A wealth of opportunities to seize

“There is a sort of paradox that we cannot understand: we are still taking a long time to fully seize the opportunities offered by waste recycling, even though we have the capacity to do so”. This statement of astonishment is from Mohamed Tahiri, an international expert in bioenergy, water and the environment. Like all the players in the recycling sector in Morocco, he warns of the double loss that the Kingdom is accumulating by falling behind in recycling: pollution and financial loss. If the environmental impacts of inert, domestic and industrial waste are no longer to be demonstrated, one wonders all the same regarding the wealth of opportunities that their treatment offers to the economy, but which remains almost untapped until now.

60,000 jobs

“It is difficult today to make financial estimates on what recycling can represent, but one thing is certain: if you invest 1 DH in it, you earn at least 5 DH”, continues our interlocutor, also a professor at the Hassan II University of Casablanca. For her part, Touria Sbiri, president of the Federation of recyclers, collectors and bargain hunters in Morocco (FEDERCC), is more formal: “We can create more than 60,000 jobs with recycling, through the 12 identified sectors. And these are jobs that do not require a lot of training and can have a considerable social impact”.

At a time when recycling makes it possible to produce electricity, but also fuels, operators in the sector are calling for more interest in their contribution to improving the economic situation in the current situation. “Morocco has the necessary know-how to bring out its own industry in waste recycling. Above all, we are facing an investment problem and, to a certain extent, obstacles related to the application of our policies in this area,” notes Mohamed Tahiri.

Informal

In Morocco, taking full advantage of the potential of recycling goes through several stages: successfully sorting waste, processing it and reusing it. At present, the few examples to be cited at the national level are located in Fez and Oujda.

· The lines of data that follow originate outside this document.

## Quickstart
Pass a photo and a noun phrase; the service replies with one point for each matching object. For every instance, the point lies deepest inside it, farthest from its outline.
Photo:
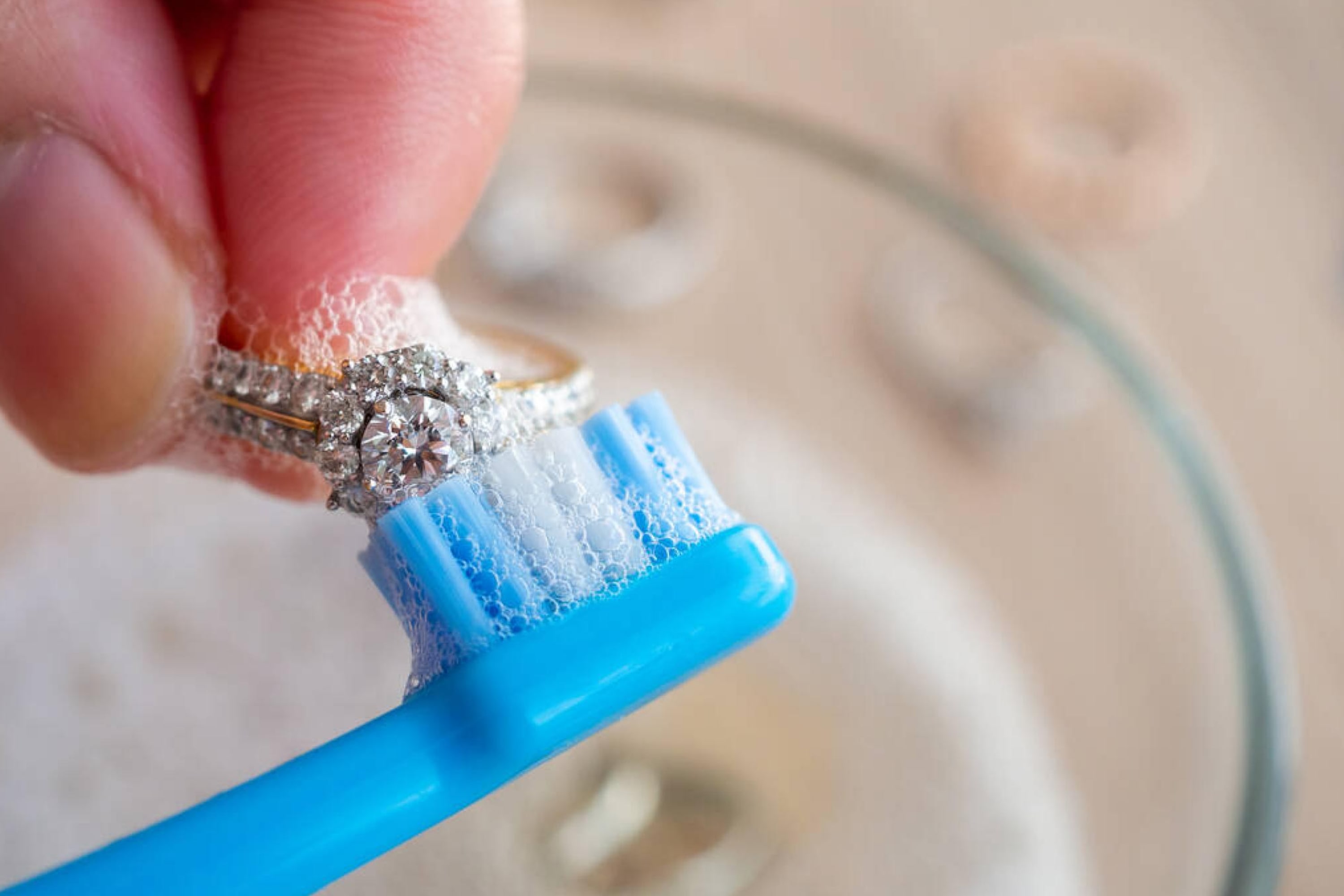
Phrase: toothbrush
(547, 593)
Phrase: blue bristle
(527, 538)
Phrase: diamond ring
(394, 425)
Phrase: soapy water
(538, 531)
(177, 653)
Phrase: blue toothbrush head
(547, 591)
(605, 542)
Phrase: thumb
(96, 312)
(103, 217)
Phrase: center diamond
(410, 443)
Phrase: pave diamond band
(396, 424)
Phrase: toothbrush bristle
(539, 530)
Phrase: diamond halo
(393, 425)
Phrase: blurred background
(1008, 322)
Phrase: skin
(158, 158)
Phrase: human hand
(162, 160)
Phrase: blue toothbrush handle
(328, 812)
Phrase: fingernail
(95, 310)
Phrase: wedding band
(396, 424)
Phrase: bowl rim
(1266, 692)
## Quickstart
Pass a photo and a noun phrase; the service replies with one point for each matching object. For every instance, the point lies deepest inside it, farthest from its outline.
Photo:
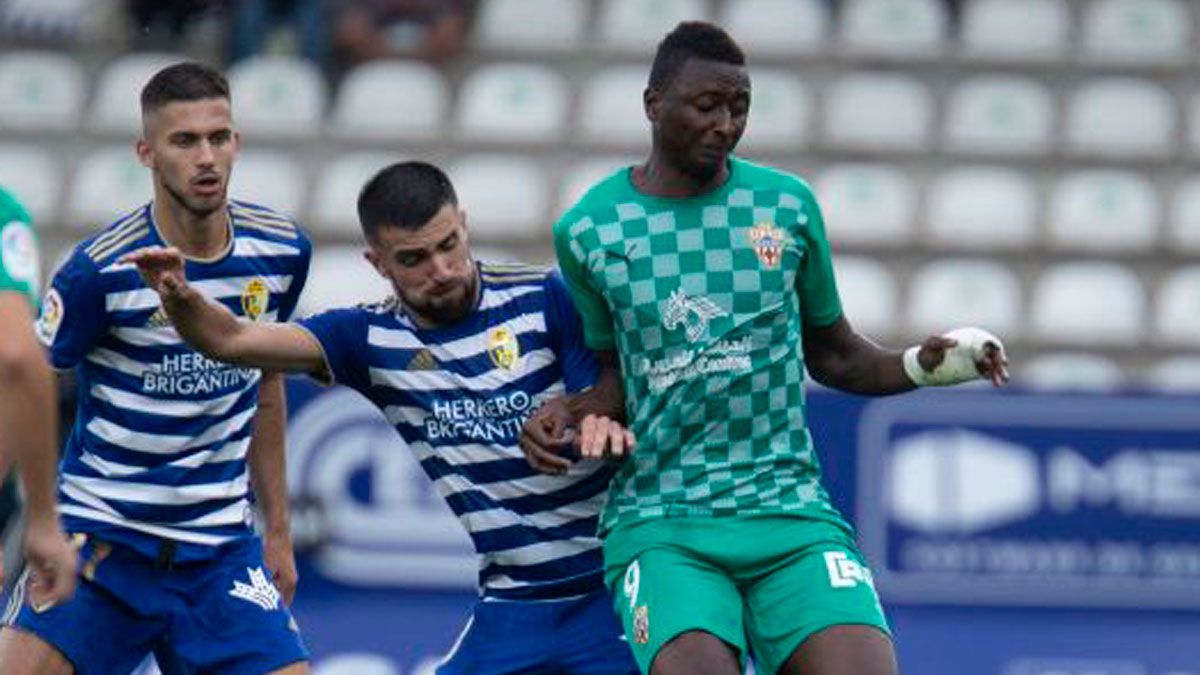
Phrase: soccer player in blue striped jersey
(159, 469)
(457, 359)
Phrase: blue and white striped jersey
(459, 395)
(160, 440)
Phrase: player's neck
(197, 237)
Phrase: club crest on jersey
(503, 347)
(253, 298)
(768, 243)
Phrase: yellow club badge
(255, 298)
(503, 347)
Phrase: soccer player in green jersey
(708, 281)
(28, 410)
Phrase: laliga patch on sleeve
(18, 251)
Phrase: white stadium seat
(779, 28)
(949, 293)
(1017, 30)
(117, 106)
(893, 28)
(1104, 211)
(1137, 30)
(637, 25)
(336, 195)
(1177, 309)
(1121, 118)
(780, 114)
(1071, 371)
(520, 25)
(513, 102)
(1089, 303)
(507, 197)
(867, 204)
(390, 99)
(982, 209)
(277, 96)
(611, 107)
(879, 112)
(108, 181)
(1000, 115)
(40, 90)
(868, 294)
(35, 177)
(271, 179)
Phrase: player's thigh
(665, 592)
(817, 587)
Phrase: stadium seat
(507, 197)
(115, 106)
(387, 100)
(879, 112)
(780, 114)
(779, 28)
(521, 25)
(1104, 211)
(611, 108)
(1177, 308)
(277, 96)
(1137, 30)
(949, 293)
(513, 102)
(893, 28)
(336, 192)
(868, 292)
(35, 177)
(1015, 30)
(981, 209)
(1089, 303)
(40, 90)
(1071, 371)
(271, 179)
(1000, 115)
(637, 25)
(107, 183)
(867, 204)
(1121, 118)
(340, 278)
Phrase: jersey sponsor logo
(768, 243)
(51, 317)
(18, 252)
(259, 591)
(503, 347)
(255, 298)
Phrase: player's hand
(162, 268)
(53, 565)
(601, 437)
(546, 435)
(281, 562)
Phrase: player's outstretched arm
(839, 357)
(214, 330)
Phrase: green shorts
(759, 581)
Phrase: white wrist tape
(959, 364)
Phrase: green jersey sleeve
(19, 267)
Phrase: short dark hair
(403, 195)
(187, 81)
(693, 40)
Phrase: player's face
(430, 267)
(191, 145)
(700, 115)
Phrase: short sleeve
(565, 333)
(342, 334)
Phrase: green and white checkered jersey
(705, 299)
(19, 266)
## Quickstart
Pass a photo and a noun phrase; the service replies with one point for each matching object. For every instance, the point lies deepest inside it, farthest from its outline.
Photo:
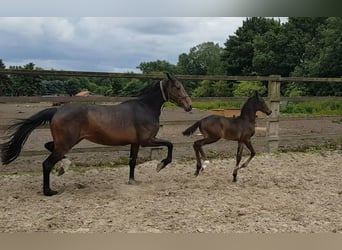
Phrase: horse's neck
(154, 102)
(248, 112)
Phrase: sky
(106, 44)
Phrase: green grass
(318, 108)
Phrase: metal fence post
(273, 120)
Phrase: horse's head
(260, 104)
(174, 91)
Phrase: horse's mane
(148, 89)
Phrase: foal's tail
(190, 130)
(10, 150)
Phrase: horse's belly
(112, 139)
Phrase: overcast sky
(113, 44)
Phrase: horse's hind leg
(238, 160)
(199, 152)
(251, 149)
(51, 146)
(48, 164)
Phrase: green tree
(73, 86)
(157, 66)
(239, 49)
(246, 88)
(132, 88)
(5, 82)
(203, 59)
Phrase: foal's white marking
(205, 164)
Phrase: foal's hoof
(50, 192)
(160, 166)
(61, 171)
(134, 182)
(234, 178)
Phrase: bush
(246, 89)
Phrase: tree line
(302, 46)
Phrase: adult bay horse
(239, 129)
(134, 122)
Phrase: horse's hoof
(50, 192)
(160, 166)
(134, 182)
(61, 171)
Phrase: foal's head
(174, 91)
(260, 104)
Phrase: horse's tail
(10, 150)
(190, 130)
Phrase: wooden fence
(274, 97)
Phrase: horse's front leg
(198, 149)
(155, 142)
(238, 160)
(132, 162)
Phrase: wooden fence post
(273, 120)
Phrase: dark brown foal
(239, 129)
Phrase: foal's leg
(199, 150)
(132, 162)
(155, 142)
(238, 159)
(251, 149)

In the latter city, an operator has even managed the feat of transforming waste into electricity, which it sells to the National Office for Electricity and Drinking Water (ONEE). On another aspect, the State is called upon to move forward in the direction of the regulation of the informal sector. “In town, the sorting exists, but it is formal on practically the entire circuit. It is only at the level of the transformer that we enter the formal,” observes Touria Sbiri. Other actions are also necessary to support innovation and encourage research centers and universities to contribute to the implementation of the waste recovery strategy.

Programme national

These actions might be of a nature to considerably increase the rate of collection and treatment of waste. According to officials, the rate of treatment of industrial waste barely exceeds 13%, while the objective is to increase this level to 40% in the coming years.

On the other hand, considerable efforts have been made to achieve an increase in the professionalized collection rate to 90%, once morest 44% in 2008, while the increase in the rate of disposal in controlled landfills and landfill and recovery centers (CEV) is currently 62.63% of household waste produced, compared to 10% before 2008.

Still according to the figures provided by the environmental protection services, the current number of controlled landfills and CEVs is 26, while that of rehabilitated landfills amounts to 66. Finally, for its part, the National Program of Household Waste (PNDM) mobilized investments of nearly 21 billion dirhams at the end of 2021, while the volume of household waste amounts to 6 million tonnes per year.